Cartesio chiarì quindi che il razionalismo implica necessariamente il naturalismo ed esclude il soprannaturale: «La natura da sola è capace di sbrogliare la confusione del caos. Con natura non intendo qui una qualche divinità o un’altra sorta di potere immaginario. Piuttosto, uso il termine a significare la materia stessa. Le regole in virtù delle quali tali cambiamenti hanno corso io le chiamo: le leggi di natura»[2].
Cartesio pose anche la regola seguente: Dio non compirà mai alcun miracolo nel nuovo mondo[3].
Commenta Hugh Owen: «Qui si vede la netta cesura rispetto allo schema creazione-provvidenza. Al suo posto si è costruito un mondo in cui – dopo il primo istante della creazione – i processi naturali rendono conto di tutto.
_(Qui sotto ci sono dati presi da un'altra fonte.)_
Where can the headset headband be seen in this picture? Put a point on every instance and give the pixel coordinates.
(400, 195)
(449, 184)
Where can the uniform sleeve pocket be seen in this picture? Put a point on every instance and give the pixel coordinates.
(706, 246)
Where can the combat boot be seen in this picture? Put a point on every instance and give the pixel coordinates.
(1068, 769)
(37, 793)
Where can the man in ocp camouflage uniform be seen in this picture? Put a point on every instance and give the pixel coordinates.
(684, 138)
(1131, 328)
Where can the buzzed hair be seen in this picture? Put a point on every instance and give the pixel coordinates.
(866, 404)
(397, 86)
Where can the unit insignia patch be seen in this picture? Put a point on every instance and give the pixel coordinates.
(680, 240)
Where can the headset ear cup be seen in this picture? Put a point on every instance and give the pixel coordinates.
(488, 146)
Grazie a Cartesio, la filosofia e le scienze naturali non sono più ancelle ma vengono impiegate per spargere dubbi sui resoconti scritturali delle origini. La scienza naturale finisce per giocare lo stesso ruolo che ha nel materialismo epicureo, benché paludato in un linguaggio più scientifico».
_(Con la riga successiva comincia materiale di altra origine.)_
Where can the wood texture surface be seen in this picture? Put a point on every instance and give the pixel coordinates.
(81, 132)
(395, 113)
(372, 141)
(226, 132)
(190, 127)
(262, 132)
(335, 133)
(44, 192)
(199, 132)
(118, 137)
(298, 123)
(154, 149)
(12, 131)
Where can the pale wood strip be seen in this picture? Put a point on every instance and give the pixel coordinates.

Questa visione meccanicistica del mondo si applicava anche all’uomo, che Cartesio considerava una macchina fatta di terra. Benché ammettesse che l’uomo era creato e che Dio unisce a tale macchina un’anima razionale, riteneva che «l’anima non può produrre alcun movimento nel corpo a meno che tutti gli organi corporei richiesti… siano ben disposti. E quando il corpo ha tutti gli organi disposti a tale movimento, non necessita dell’anima per produrlo»[4].
Nel 1633, Cartesio aveva ormai terminato la stesura del Mondo. Tuttavia, prima che potesse pubblicarlo, la questione Galileo raggiunse il suo climax e Cartesio decise di soprassedere. Si dedicò invece ad un altro progetto, in cui avrebbe applicato gli stessi concetti razionalistici, ma con un linguaggio che pensava sarebbe risultato più accettabile per le autorità ecclesiastiche. Quest’opera divenne il suo famoso Discorso sul metodo, pubblicato nel 1637.
[1] Stephen Gaukroger, Translator and Editor, René Descartes: The World and Other Writings, Cambridge, Cambridge University Press, 1998, p. 23.
[2] Ivi, p. 24-25.
[3] Ivi, p. 32.
[4] René Descartes, Le Monde, in The Great Books of the Western World series, Vol. 31, Robert Maynard Hutchins, Editor in Chief, Chicago: Encyclopedia Britannica, Inc., 1988, p. 171.